Learn about web scraping Walmart with Python requests and BeautifulSoup.
A price tracker or a price monitor helps you keep track of product prices. There exist two ways to build a price monitoring tool. You can either use an e-commerce website’s APIs to get prices or create a web scraper that runs periodically.
Though convenient, APIs are limited in what they can provide based on the provider. Web scraping is more flexible but a little more challenging to build.
This tutorial shows you how to build a price tracker using Python requests and BeautifulSoup via web scraping.
How Price Tracking by Web Scraping Works
A Python price monitor that uses web scraping periodically scrapes prices from an e-commerce website and triggers an alert.
You would need a list of product URLs. The tracker would extract prices from each URL and alert via email when the price reaches the target price.

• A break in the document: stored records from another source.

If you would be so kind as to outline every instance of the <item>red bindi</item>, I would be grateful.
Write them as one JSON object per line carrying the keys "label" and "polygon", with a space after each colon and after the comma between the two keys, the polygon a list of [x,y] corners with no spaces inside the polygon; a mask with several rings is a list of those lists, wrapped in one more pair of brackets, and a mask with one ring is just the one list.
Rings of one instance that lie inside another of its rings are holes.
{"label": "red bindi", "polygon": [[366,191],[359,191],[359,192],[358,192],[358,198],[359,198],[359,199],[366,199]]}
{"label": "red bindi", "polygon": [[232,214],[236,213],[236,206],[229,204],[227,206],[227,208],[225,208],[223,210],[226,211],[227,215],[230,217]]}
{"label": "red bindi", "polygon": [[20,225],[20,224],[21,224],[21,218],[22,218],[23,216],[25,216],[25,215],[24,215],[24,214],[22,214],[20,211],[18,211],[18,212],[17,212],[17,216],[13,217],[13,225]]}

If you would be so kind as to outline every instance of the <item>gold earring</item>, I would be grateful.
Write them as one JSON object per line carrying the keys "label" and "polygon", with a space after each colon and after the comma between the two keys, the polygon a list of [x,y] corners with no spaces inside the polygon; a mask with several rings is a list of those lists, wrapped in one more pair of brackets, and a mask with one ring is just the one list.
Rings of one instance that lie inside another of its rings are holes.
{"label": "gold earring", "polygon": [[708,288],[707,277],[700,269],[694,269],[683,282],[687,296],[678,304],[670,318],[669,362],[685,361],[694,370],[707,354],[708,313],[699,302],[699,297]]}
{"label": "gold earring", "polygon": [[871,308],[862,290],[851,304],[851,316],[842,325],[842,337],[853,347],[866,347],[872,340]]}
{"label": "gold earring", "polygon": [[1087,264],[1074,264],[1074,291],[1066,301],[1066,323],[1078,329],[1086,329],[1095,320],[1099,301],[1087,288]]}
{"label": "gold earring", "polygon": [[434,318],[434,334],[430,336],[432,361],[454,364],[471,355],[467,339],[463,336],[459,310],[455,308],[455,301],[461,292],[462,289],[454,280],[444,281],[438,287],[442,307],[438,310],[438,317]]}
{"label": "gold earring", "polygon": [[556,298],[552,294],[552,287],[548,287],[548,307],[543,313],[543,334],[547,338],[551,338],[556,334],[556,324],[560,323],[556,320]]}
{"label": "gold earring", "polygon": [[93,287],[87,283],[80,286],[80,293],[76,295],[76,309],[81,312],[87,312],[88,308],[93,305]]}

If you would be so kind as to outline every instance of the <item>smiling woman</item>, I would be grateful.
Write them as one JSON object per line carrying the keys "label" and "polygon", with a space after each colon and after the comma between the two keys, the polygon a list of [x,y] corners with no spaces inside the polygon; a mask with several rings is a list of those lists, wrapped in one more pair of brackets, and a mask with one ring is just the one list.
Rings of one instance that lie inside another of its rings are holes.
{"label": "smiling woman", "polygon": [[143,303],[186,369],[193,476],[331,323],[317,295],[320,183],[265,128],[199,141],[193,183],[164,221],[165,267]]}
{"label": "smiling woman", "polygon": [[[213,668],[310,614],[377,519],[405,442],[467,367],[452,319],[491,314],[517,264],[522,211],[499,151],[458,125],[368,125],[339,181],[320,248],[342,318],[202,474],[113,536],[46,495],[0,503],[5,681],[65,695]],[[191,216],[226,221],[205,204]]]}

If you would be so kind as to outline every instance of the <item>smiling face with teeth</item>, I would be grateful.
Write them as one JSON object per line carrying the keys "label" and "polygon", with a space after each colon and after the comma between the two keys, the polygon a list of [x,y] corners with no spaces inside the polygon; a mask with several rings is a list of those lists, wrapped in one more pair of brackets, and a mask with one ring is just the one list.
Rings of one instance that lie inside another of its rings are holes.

Depending on the website, the scraper may use either HTTP requests or automated browsers. This tutorial uses the first method, using HTTP requests.
How to Build a Price Tracker: The Environment
To build a Python price tracker, you require BeautifulSoup and Python requests. These are external Python libraries, which you can install using pip.
pip install bs4 requests
The tutorial uses Pandas to read CSV files. Pandas is also an external Python library that can be installed using pip.
pip install pandas
You can send alerts using the module smtplib, which is already included in the Python standard library. Therefore, you don’t need to install it.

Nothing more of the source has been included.